Antonio Gramsci’s theory of hegemony provides the most adequate account of how dominance is sustained in advanced capitalist societies. The theory addresses the seemingly naturally occurring qualities and properties of social hierarchy because, hegemony suggests the complex process by which domination is transformed into civic cooperation (Deetz, 1995). In 1977, cultural studies expert Stuart Hall commented that the term hegemony refers “to a situation in which a provisional alliance of certain social groups can exert ‘total social authority’ over other subordinate groups, not simply by coercion or by the direct imposition of ruling ideas, but by ‘winning and shaping consent so that the power of the dominant classes appears both legitimate and natural’” (Hebdige, 1979, 15-16).


The few in control of money, legislation, and mass communication simply aspire to convince the many to conform to a “natural” normative structure that those in power promote to assure their continued position of dominance in the future. Additionally, Hebdige (1979) points out that challenge to hegemony which subcultures represent is not issued directly by them; rather it is expressed obliquely, in style. The objections are lodged, the contradictions displayed at the profoundly superficial level of appearances. The styles associated with, for example a rave culture, are misunderstood, largely because the media and non-participants wrongly associate every object that represents rave culture with drug use. It is possible that this representation is purposeful and designed to thwart the realization that, “Style in subculture contradicts the myth of consensus” (Hebdige, 1979).


 


The classic misconception surrounding youth subcultures is basically the notion that they are a culture based not on style but on the use of certain illegal drugs.

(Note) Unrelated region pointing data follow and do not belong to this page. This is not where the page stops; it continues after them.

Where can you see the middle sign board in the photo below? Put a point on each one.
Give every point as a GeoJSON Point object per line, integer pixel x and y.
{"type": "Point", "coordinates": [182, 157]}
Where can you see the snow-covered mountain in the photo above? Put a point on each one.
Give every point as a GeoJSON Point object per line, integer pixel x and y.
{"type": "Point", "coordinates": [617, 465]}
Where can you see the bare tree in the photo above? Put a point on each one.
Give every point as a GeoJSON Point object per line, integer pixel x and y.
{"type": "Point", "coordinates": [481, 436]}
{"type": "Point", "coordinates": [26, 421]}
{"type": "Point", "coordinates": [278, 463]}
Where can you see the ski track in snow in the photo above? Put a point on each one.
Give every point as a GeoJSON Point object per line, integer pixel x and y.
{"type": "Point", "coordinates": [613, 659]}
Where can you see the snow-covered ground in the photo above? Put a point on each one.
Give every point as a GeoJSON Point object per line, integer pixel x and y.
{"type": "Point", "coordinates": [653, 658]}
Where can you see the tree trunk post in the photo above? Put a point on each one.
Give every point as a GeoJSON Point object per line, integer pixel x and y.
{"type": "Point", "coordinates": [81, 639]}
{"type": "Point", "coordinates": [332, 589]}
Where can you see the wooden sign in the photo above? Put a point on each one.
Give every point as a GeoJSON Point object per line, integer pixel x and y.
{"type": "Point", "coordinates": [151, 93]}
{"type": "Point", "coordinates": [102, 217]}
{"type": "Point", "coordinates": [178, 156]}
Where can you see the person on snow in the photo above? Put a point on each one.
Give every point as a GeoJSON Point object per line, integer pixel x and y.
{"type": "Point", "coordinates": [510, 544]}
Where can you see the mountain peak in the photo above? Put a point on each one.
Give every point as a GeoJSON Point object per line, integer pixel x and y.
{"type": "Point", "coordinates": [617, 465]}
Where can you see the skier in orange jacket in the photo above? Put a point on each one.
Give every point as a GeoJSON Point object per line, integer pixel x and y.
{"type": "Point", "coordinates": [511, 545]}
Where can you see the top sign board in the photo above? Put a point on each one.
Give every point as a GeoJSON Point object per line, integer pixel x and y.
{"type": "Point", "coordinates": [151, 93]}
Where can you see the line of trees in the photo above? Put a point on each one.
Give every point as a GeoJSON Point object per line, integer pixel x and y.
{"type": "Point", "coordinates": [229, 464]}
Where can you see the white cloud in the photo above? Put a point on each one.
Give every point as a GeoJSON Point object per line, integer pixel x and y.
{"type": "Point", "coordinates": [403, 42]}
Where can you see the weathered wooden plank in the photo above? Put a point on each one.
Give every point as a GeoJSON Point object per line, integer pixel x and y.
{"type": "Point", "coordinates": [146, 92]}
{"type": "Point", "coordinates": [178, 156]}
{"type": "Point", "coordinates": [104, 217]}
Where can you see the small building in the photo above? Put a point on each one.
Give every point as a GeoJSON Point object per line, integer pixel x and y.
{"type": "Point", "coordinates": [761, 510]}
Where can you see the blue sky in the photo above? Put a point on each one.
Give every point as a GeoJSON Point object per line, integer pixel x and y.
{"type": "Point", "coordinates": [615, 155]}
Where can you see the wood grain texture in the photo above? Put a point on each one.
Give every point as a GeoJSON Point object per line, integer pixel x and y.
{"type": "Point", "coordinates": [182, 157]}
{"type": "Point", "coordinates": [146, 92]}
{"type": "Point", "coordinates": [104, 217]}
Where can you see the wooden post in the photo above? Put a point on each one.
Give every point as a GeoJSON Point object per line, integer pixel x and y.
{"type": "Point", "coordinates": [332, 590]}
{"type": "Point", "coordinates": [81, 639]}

In reality, drug use is not limited to youth subcultures, rather it is simply a part of modern society. Moreover, other subcultures such as skinhead, punk, rockers, new wave, rave and gangster have been associated with deviancy. This is so because of their images.


According to Brake (1974), style is made up of three main ingredients: image, which includes costume and accessories; demeanor, which includes gait, posture and practice; and argot, or the use of a distinct vocabulary. With such identifying characteristics or style in mind, Brake described the early British skinheads as:


“Aggressive working-class puritans in big industrial boots, jeans rolled up high to reveal them, hair cut to the skull, braces, and a violence and racism [that] earned for them the title “bovver boys,” “boot-boys” on the look out for “aggro” (aggravation). Stylistically they have roots in the hard moods, forming local gangs called after a local leader or an area. Ardent football fans, they were involved in violence on the terraces against rival supporters. They espoused traditional conservative values, hard work, patriotism, defense of local territory, which led to attacks on hippies, gays and minorities. They became a metaphor for racism …. “Puritans in boots,” they opposed hippy liberalism, subjectivity and disdain for work, attempting to “magically recover the traditional working-class community” (75-76).

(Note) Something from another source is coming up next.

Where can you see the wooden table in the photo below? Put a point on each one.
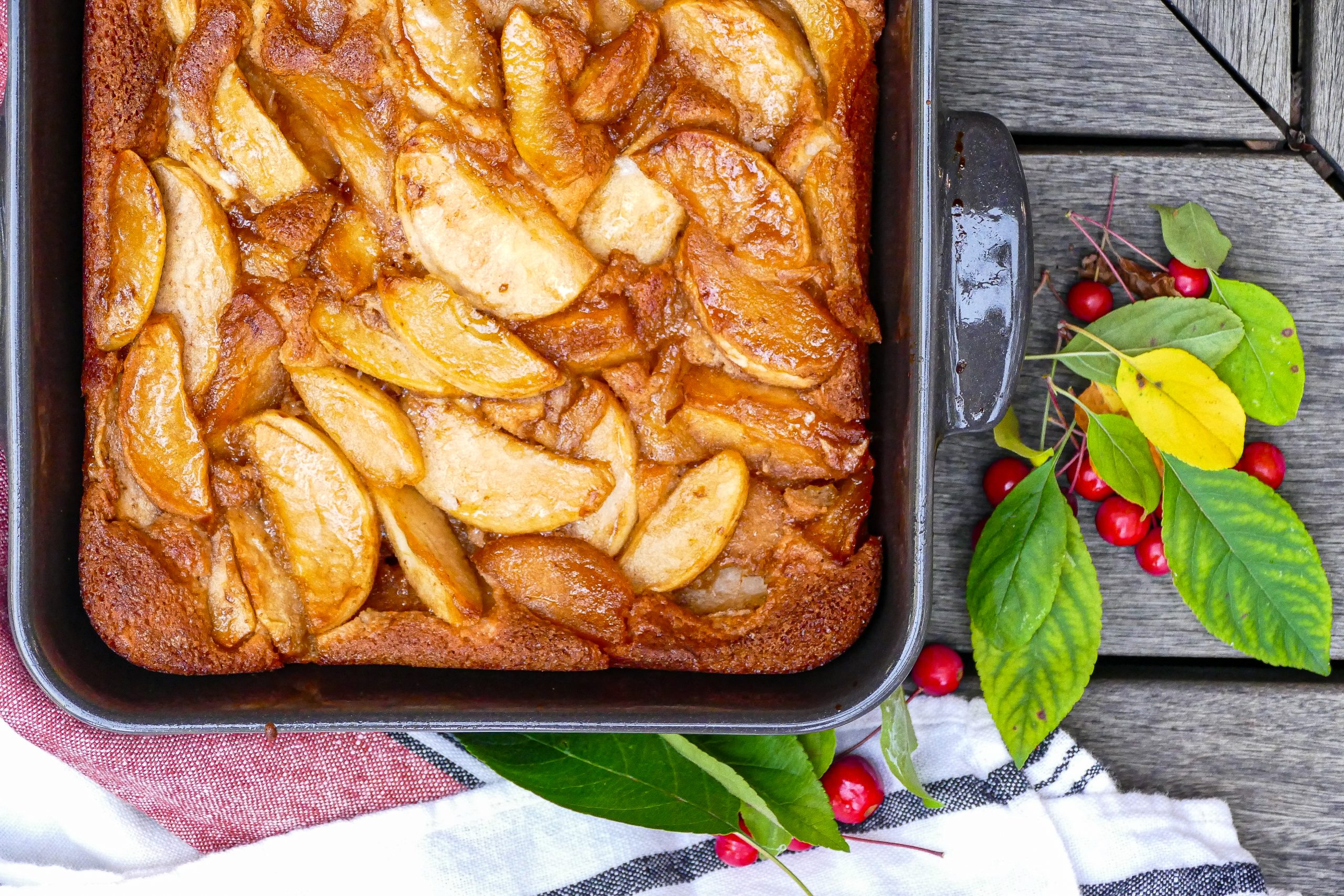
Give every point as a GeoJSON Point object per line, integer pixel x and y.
{"type": "Point", "coordinates": [1184, 101]}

Style is an essential and distinguishing part of subculture. It is often a form of communication between members of a subculture with each other and with the mainstream. According to Hebdige (1979), the confusion surrounding different subculture objects and practices provides a perfect illustration that the conflict between hegemonic culture and subordinate culture can be encapsulated in a single object, so the tensions between dominant and subordinate groups can be found reflected in the surfaces of subculture- in the styles made up of mundane objects which have a double meaning. Hebdige (1979) adds that objects “warn the ‘straight’ world of a sinister presence- the presence of difference… On the other hand, for those who erect them into icons… these objects become signs of forbidden identity, sources of value” (2-3).

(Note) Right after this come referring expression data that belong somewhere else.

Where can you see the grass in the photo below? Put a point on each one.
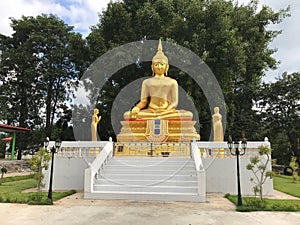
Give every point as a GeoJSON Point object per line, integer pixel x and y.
{"type": "Point", "coordinates": [285, 184]}
{"type": "Point", "coordinates": [12, 187]}
{"type": "Point", "coordinates": [281, 183]}
{"type": "Point", "coordinates": [255, 204]}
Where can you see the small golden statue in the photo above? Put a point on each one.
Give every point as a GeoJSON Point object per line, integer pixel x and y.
{"type": "Point", "coordinates": [95, 120]}
{"type": "Point", "coordinates": [217, 125]}
{"type": "Point", "coordinates": [155, 118]}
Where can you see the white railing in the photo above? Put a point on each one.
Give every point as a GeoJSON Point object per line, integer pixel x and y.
{"type": "Point", "coordinates": [221, 150]}
{"type": "Point", "coordinates": [82, 149]}
{"type": "Point", "coordinates": [196, 156]}
{"type": "Point", "coordinates": [94, 168]}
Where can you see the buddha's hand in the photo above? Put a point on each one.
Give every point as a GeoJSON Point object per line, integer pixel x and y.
{"type": "Point", "coordinates": [134, 112]}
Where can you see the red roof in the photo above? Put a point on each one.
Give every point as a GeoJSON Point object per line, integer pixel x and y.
{"type": "Point", "coordinates": [7, 139]}
{"type": "Point", "coordinates": [8, 128]}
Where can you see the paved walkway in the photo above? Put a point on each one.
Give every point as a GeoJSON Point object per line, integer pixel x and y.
{"type": "Point", "coordinates": [74, 210]}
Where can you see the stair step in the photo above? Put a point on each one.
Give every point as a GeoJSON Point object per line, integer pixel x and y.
{"type": "Point", "coordinates": [149, 177]}
{"type": "Point", "coordinates": [142, 196]}
{"type": "Point", "coordinates": [148, 172]}
{"type": "Point", "coordinates": [148, 189]}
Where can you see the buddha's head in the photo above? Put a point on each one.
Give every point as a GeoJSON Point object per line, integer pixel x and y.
{"type": "Point", "coordinates": [160, 63]}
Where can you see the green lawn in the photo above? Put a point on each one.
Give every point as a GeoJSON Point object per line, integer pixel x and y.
{"type": "Point", "coordinates": [12, 187]}
{"type": "Point", "coordinates": [285, 184]}
{"type": "Point", "coordinates": [281, 183]}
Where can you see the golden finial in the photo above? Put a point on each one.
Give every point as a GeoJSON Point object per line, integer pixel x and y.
{"type": "Point", "coordinates": [159, 47]}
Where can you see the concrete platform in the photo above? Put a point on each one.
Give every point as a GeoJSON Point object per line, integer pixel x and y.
{"type": "Point", "coordinates": [74, 210]}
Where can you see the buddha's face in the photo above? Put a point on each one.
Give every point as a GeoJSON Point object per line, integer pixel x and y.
{"type": "Point", "coordinates": [159, 67]}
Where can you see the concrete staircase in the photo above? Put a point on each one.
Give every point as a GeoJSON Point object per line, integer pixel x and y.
{"type": "Point", "coordinates": [153, 178]}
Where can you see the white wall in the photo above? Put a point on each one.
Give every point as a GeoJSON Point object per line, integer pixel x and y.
{"type": "Point", "coordinates": [221, 176]}
{"type": "Point", "coordinates": [68, 173]}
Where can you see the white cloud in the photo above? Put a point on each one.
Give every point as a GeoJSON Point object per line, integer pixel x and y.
{"type": "Point", "coordinates": [82, 14]}
{"type": "Point", "coordinates": [79, 13]}
{"type": "Point", "coordinates": [287, 43]}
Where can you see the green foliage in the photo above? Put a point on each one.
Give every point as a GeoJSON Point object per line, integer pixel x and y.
{"type": "Point", "coordinates": [255, 204]}
{"type": "Point", "coordinates": [258, 165]}
{"type": "Point", "coordinates": [40, 66]}
{"type": "Point", "coordinates": [279, 107]}
{"type": "Point", "coordinates": [294, 165]}
{"type": "Point", "coordinates": [3, 171]}
{"type": "Point", "coordinates": [287, 185]}
{"type": "Point", "coordinates": [11, 192]}
{"type": "Point", "coordinates": [233, 40]}
{"type": "Point", "coordinates": [38, 162]}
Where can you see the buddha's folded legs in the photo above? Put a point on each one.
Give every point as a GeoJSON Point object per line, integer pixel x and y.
{"type": "Point", "coordinates": [148, 114]}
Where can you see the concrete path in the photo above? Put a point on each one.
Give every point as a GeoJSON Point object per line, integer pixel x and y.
{"type": "Point", "coordinates": [74, 210]}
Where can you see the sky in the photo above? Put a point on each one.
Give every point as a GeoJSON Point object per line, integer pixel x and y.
{"type": "Point", "coordinates": [82, 14]}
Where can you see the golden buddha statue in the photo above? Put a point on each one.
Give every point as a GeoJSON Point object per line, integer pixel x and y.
{"type": "Point", "coordinates": [217, 125]}
{"type": "Point", "coordinates": [158, 102]}
{"type": "Point", "coordinates": [161, 90]}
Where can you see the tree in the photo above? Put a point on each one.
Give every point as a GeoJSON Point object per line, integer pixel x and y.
{"type": "Point", "coordinates": [39, 67]}
{"type": "Point", "coordinates": [258, 165]}
{"type": "Point", "coordinates": [294, 165]}
{"type": "Point", "coordinates": [233, 40]}
{"type": "Point", "coordinates": [3, 171]}
{"type": "Point", "coordinates": [279, 105]}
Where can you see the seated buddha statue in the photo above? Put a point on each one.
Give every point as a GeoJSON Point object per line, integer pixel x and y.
{"type": "Point", "coordinates": [159, 94]}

Members of different subcultures express themselves and communicate their membership allegiance through style. Particular aspects of style often function to give new meaning to ordinary objects or practices. Such commodities are indeed open to a double inflection: to ‘illegitimate’ as well as ‘legitimate’ uses. These objects can be magically appropriated; ‘stolen’ by subordinate groups and made to carry ‘secret’ meanings: meanings which express, a form of resistance to the order which guarantees their continued subordination (Hebdige, 1979). These new meanings are usually only available to and understood by members of the subculture, and non-members often misunderstand the new meanings. Hebdige (1979) refers to this as the subversive implications of style.


The related concept of ‘lifestyle’ provides a useful basis for a revised understanding of how individual identities are constructed and lived out. ‘Lifestyle’ describes the sensibilities employed by the individual in choosing certain commodities and patterns of consumption and in articulating these cultural resources as modes of personal expression (Chaney, 1996). Certainly, there are numerous instances of lifestyles which are intended to reflect more ‘traditional’ ways of life, notably in relation to class background. For example, British pop group Oasis and their fans promote an image, consisting of training shoes, football shirts and duffel coats, which is designed to illustrate their collective sense of working classiness.


All of this is not to suggest that ‘lifestyle’ abandons any consideration of structural issues. Rather, ‘lifestyle’ allows for the fact that consumerism offers the individual new ways of negotiating such issues. Thus, as Chaney (1996) observes, ‘the indiscriminate egalitarianism of mass culture does not necessarily reproduce the structured oppressions of previous social order. Or rather . . . these oppressions can more easily be subverted by the very diversity of lifestyle’ made possible via the appropriation of selected commodities and participation in chosen patterns of consumption (1994:81).


In critically evaluating ‘subculture’ as a valid framework for the sociological study of youth, music and style, Bennett (1999) have identified two main issues. First, there is a problem of objectivity as subculture is used in increasingly contradictory ways by sociological theorists. Secondly, given that in studies which use ‘subculture’ in relation to youth, music and style there is a grounding belief that subcultures are subsets of society, or cultures within cultures, such a concept imposes lines of division and social categories which are very difficult to verify in empirical terms. Indeed, at the most fundamental level, there is very little evidence to suggest that even the most committed groups of youth stylists are in any way as ‘coherent’ or ‘fixed’ as the term ‘subculture’ implies. On the contrary, it seems that so-called youth ‘subcultures’ are prime examples of the unstable and shifting cultural affiliations which characterize late modern consumer-based societies.


 


References


Bennett, A. (1999) Subcultures or neo-tribes? Rethinking the relationship between youth, style and musical taste. Sociology, Vol. 33.


Brake, M. (1974) The skinheads: An English working class subculture. Youth and Society, Vol. 6, pp. 179-200.


Channey, D. (1996) Lifestyles. London: Routledge.


 


Deetz, S. (1995) Transforming Communication, Transforming Business. Hampton Press.


 


Hebdige, D. (1979) Subculture: The Meaning of Style. London: Routledge.


 


Smith, E. M. (2002) From the war on drugs to a war on subculture: media, law and the future of rave. Thesis presented to Newcomb College Tulane University.


 


Thornton, S (1996) Club Cultures: Music, Media, and Subcultural Capital. New England: Wesleyan University Press.


 


__________ (1995) Club Cultures: Music, Media and Subcultural Capital. Cambridge: Polity.